Schutz’s works address our contemporary experience of reality, increasingly shaped by technology and mediated communication. Her paintings depict solitary figures lingering in transitional or commercial spaces—outside supermarkets, airports, or manicured landscapes—absorbed in routine gestures: texting, talking on the phone, sipping coffee. These moments of passive consumption and silent transit unfold in environments designed for flow rather than presence, echoing the rhythms of consumption, travel, and productivity.
Despite physically present, the figures appear mentally absent—detached from their immediate surroundings, absorbed in their own digital or mental spheres. Shown in strict profile and with minimal detail, they are rendered deliberately anonymous, verging on the symbolic.

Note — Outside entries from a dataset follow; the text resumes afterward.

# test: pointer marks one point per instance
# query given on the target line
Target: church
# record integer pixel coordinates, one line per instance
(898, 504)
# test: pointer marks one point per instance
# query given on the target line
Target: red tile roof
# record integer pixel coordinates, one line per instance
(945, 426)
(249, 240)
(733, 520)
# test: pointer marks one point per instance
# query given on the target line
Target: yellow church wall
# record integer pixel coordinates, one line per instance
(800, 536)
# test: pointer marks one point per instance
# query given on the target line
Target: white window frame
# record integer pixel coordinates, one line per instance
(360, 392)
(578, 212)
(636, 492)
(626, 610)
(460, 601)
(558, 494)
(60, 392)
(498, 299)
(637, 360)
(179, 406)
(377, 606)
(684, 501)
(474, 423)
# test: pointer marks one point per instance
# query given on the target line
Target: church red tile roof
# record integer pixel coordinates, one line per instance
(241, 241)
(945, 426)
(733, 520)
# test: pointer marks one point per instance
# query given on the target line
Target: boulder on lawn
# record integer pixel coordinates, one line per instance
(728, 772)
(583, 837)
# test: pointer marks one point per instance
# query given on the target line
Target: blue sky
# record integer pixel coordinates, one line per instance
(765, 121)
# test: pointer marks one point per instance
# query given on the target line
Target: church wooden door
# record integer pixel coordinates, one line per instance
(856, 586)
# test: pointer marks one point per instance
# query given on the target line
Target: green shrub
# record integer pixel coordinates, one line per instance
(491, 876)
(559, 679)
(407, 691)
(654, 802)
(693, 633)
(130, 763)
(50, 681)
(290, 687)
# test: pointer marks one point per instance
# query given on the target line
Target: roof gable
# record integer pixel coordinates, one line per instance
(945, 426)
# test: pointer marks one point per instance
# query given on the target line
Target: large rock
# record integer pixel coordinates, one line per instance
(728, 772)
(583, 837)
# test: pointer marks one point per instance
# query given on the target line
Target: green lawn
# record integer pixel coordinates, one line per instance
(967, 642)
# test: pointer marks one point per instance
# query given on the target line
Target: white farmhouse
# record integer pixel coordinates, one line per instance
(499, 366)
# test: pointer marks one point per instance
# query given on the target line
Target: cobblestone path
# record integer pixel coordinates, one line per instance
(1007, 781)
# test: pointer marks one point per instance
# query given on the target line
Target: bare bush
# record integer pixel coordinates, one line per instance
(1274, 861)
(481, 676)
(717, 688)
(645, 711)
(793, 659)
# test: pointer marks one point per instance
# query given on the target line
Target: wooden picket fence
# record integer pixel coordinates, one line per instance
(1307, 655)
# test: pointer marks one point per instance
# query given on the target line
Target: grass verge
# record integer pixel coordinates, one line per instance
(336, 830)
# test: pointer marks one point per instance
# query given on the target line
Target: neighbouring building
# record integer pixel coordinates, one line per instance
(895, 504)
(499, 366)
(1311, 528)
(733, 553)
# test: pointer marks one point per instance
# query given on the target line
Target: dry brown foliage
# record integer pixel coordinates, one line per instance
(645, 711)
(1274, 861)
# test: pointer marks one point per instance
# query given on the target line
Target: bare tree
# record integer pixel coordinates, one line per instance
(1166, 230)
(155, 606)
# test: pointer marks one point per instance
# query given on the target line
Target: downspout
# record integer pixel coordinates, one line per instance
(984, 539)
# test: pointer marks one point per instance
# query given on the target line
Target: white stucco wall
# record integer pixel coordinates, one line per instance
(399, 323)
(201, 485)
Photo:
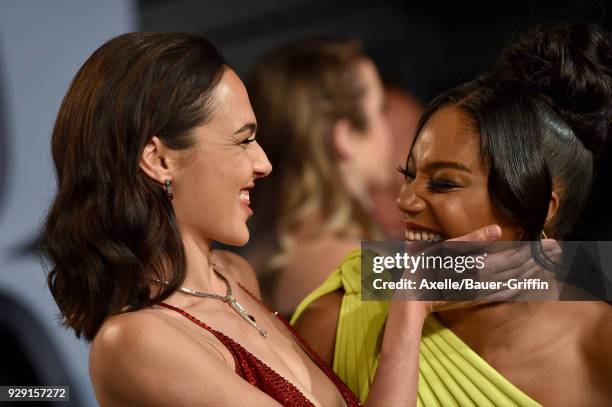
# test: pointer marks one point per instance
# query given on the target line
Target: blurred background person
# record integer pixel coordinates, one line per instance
(402, 111)
(320, 110)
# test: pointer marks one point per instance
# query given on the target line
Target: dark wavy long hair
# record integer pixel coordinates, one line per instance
(110, 228)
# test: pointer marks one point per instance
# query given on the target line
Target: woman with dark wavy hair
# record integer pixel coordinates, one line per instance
(155, 152)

This refusal of individualization shifts the focus away from identity and toward gesture, reducing the subjects to archetypes of modern life. They are non-people in non-places, dissolving into repetitive, placeless actions that feel both impersonal and uncannily familiar.
Schutz’s paintings reflect the paradox of hyper-connectivity of our contemporary life: a world where constant interaction often heightens isolation. The result is a quiet, ambient tension—an atmosphere that is both eerily impersonal and intimately recognisable, holding up a mirror to the in-between spaces we move through but rarely see.